Worrying About Armchair Philosophy

Lately I have been wondering whether I ought to have ideas or opinions at all.

Source: Ashley Van Haeften at flic.kr/p/qHdSBt.

Source: Ashley Van Haeften at flic.kr/p/qHdSBt.

In the winter and early spring of this year, I was reading excerpts from existentialist philosophy—works like Kierkegaard’s Fear and Trembling, Nietzsche’s Genealogy of Morals, and Simone de Beauvoir’s The Ethics of Ambiguity. The experience was illuminating, or perhaps the opposite: I had managed to convince myself that I knew something about Continental philosophy, and as I was reading that whole edifice has come crashing down. I was chastened. I realized I had not only been ignorant, I had also been flatly incorrect about, for instance, Sartre’s views on morality. There is a cognitive bias called the Dunning-Kruger effect in which people who aren’t good at a task tend to believe they are good at it while people who are good at a task tend to believe that they aren’t good at it. I learned that this cognitive bias is true by learning I had been victim to it. I thought I knew philosophy exactly because I did not.

Of course I was reading in the original for the first time what I had only read commentary about before, and I shouldn’t underestimate the importance that makes.

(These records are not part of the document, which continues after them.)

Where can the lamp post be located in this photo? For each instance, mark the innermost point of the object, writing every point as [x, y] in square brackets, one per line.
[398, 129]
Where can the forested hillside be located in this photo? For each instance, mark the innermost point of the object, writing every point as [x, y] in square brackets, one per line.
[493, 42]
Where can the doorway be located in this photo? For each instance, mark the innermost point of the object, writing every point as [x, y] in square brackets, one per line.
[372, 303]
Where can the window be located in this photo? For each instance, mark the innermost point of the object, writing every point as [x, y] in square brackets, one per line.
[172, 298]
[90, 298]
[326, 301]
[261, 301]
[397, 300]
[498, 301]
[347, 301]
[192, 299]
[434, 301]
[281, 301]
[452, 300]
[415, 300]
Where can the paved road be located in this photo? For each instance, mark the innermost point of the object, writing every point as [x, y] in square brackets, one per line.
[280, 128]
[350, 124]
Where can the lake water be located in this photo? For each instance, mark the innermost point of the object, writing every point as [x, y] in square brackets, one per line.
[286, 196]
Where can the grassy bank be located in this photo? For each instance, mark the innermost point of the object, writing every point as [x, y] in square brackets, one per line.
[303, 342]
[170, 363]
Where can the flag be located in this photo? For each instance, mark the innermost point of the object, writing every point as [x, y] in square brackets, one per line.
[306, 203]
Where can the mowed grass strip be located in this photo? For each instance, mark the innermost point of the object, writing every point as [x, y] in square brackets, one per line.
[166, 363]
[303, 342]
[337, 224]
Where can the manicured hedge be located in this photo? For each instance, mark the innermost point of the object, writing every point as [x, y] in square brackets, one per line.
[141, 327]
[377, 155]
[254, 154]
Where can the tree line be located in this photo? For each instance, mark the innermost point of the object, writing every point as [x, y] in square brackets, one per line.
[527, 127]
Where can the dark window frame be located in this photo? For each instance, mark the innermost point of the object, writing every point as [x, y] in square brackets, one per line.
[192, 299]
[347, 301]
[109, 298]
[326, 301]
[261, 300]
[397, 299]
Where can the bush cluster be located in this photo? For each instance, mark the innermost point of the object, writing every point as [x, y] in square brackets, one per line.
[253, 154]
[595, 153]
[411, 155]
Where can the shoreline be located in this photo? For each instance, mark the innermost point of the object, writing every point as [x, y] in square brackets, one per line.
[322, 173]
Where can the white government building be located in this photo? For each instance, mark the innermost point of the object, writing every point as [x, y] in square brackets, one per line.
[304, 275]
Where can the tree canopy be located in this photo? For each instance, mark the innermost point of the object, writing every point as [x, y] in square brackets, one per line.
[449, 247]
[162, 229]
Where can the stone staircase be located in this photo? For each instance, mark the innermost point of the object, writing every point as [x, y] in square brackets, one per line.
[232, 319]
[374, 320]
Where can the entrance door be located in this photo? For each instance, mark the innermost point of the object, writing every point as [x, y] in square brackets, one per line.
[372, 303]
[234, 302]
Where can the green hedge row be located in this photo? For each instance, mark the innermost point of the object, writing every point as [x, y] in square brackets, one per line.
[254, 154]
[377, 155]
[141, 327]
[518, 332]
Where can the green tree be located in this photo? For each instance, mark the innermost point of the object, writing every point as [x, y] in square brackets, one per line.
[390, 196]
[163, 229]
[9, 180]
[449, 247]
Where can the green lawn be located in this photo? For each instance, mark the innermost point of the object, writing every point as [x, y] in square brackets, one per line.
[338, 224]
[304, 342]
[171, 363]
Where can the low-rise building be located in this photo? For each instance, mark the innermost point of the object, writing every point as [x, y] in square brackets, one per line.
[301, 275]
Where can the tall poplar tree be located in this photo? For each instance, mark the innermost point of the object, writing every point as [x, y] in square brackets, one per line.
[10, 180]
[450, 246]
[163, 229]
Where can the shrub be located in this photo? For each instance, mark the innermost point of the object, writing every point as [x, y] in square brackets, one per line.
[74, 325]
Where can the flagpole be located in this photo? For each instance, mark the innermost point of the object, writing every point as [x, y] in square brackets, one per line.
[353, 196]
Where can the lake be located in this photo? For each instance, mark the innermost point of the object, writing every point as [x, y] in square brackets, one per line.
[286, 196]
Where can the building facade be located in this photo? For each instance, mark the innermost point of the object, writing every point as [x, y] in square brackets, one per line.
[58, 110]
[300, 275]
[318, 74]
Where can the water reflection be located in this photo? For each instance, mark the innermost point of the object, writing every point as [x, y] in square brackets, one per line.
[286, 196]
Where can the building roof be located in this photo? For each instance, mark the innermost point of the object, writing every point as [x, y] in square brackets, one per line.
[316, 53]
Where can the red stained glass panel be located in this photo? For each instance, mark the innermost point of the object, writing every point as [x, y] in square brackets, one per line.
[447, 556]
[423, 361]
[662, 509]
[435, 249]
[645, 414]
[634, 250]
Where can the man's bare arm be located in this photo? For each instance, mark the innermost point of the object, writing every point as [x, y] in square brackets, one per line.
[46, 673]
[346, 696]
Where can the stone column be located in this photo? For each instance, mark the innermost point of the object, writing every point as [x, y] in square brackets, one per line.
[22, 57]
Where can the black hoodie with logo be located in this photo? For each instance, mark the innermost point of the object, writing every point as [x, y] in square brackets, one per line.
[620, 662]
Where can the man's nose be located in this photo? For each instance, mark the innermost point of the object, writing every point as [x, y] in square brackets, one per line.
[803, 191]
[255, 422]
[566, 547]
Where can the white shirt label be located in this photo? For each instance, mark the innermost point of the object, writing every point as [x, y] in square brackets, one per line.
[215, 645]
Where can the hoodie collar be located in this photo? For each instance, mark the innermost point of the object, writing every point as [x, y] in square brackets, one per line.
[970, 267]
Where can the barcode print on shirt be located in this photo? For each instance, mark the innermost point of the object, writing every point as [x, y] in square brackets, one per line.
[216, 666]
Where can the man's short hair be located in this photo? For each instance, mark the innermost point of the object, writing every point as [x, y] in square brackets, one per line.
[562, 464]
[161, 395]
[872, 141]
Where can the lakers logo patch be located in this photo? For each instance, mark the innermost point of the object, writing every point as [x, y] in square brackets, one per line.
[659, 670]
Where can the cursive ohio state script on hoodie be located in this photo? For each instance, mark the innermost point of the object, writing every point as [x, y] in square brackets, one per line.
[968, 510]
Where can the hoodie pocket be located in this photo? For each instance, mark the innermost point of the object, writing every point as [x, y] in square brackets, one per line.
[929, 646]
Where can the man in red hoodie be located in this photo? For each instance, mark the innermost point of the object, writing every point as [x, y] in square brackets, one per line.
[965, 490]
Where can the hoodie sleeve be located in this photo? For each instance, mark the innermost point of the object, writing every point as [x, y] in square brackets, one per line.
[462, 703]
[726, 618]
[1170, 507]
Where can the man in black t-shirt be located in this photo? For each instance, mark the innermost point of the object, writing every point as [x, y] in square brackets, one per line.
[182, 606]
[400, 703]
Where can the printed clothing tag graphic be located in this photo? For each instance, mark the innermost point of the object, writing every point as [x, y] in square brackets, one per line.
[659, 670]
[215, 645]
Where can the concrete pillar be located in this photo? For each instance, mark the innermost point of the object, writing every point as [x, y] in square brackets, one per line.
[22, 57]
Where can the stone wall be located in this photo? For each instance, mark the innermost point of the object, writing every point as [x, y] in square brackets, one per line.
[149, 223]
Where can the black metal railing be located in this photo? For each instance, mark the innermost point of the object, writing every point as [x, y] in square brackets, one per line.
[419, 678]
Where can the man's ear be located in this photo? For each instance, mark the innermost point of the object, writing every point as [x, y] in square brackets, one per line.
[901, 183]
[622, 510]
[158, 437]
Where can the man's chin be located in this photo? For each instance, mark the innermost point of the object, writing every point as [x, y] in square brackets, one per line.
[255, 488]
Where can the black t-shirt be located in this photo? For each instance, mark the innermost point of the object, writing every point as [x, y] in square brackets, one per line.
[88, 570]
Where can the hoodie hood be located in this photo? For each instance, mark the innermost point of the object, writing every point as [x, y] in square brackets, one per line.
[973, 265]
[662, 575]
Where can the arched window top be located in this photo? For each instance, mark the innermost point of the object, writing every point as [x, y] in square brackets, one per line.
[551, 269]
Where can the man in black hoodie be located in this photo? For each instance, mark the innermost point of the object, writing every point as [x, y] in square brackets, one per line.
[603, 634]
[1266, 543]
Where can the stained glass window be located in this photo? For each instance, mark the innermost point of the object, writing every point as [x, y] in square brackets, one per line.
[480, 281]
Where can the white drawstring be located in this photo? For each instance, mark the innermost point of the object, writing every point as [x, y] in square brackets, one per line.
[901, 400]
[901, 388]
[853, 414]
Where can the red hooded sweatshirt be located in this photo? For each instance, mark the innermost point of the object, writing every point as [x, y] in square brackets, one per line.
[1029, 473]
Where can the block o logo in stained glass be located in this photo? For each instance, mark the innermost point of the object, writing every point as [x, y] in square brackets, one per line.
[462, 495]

But still I realized that I was a novice, an amateur, a baby of philosophy. And, by extension, I began to suspect that I was an amateur, really, for any knowledge domain that I had formerly felt I had any mastery in. If I say that I am an armchair philosopher, know that I do not just refer to the tradition of Western philosophy, as understood by university philosophy departments. By “philosophy” I also mean psychology, anthropology, sociology, theology, history, critical theory, and all of aesthetics. I mean anything that handles questions about what it means to be human; how we, in our particularity, conduct ourselves in the world and how we ought to conduct ourselves; what knowledge is and how one can best pursue it; the nature of truth—should such a thing exist—and the human relationship with it. When it comes to all of this, I once thought I knew a few things; now I realize that I know nothing.

Before this crisis I had been entirely comfortable with the thought that I know nothing for sure. There are many ways into this realization—postmodernism, fallibilism, and certain mysticisms, as three examples—and I’ve been interested for a little while now in personal epistemology (which examines and understands people’s beliefs about knowledge) and how to manage the final stage. But I’m at the point now where I feel so far behind that I don’t know what to do.

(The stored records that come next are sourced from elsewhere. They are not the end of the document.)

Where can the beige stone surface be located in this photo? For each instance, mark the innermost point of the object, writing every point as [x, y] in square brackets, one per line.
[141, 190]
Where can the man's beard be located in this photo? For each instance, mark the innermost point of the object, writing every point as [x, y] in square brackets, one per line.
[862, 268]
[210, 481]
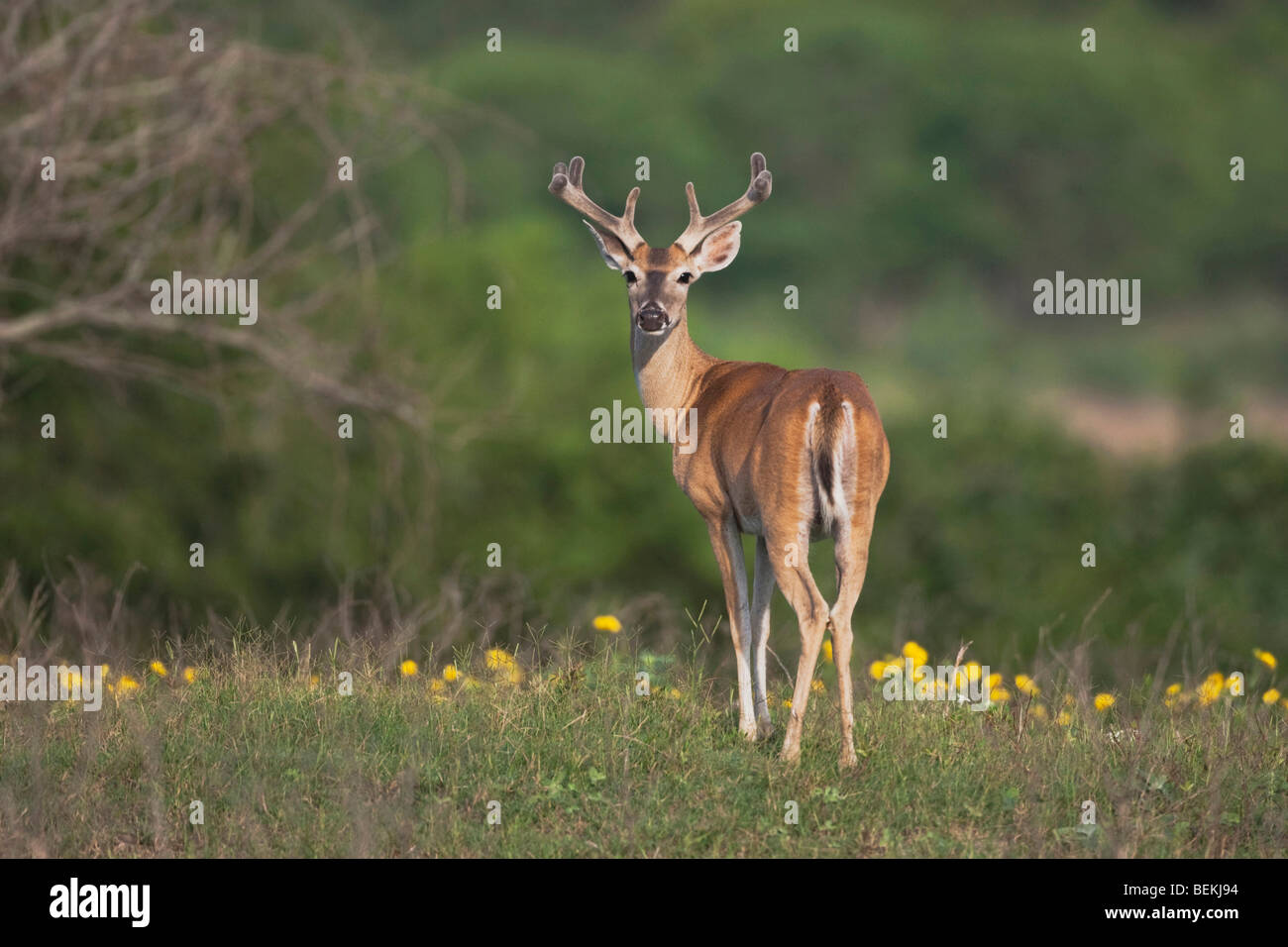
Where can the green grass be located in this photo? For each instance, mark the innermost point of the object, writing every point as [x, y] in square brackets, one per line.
[581, 766]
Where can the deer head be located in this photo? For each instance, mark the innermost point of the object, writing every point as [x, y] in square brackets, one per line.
[658, 278]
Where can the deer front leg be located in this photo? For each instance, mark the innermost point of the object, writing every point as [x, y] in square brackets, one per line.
[726, 544]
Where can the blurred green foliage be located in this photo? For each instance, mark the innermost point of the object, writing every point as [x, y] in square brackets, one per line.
[1113, 163]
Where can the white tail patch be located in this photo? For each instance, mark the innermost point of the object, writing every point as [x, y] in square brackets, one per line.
[831, 457]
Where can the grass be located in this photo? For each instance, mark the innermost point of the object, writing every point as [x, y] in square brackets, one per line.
[581, 766]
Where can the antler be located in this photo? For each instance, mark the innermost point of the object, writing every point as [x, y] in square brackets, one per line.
[699, 227]
[566, 184]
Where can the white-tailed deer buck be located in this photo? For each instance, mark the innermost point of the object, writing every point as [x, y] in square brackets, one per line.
[789, 457]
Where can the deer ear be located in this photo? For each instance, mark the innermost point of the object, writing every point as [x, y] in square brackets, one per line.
[719, 249]
[609, 248]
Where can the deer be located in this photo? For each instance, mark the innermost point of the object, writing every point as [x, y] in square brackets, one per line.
[790, 458]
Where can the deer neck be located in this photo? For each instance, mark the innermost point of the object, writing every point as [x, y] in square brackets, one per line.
[669, 368]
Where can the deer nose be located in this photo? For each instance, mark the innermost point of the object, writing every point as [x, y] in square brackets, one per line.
[652, 318]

I need to recognize that I am unlikely to discover the best currently possible answers to these questions myself. There are experts who have produced better answers than I have or likely will. Ideally, then, my goal is to find these experts and submit to their ideas. The problem is that there are many experts and most of them are mutually exclusive. My goal would then be to distinguish which among them are most correct and which are not, and act accordingly. But, alas, the very reasons why I must turn to experts are the very reasons why I cannot determine which are the most correct.

One of the things I had been looking at as a research assistant at UBC is the ways people decide what resources are the highest quality. This is generally an issue with library work: librarians are expected to return high quality resources for their patrons. But quality is not the same as truth. Librarians should be able to find the experts; librarians, as non-experts, cannot adjudicate between competing experts. And what I have learned about cognitive authority and the ways people do determine which expert to believe is that those ways are not, ordinarily, very reliable.* It is always a shot in the dark. Sometimes it is a good shot, but it is only good considering that it is shot in the dark.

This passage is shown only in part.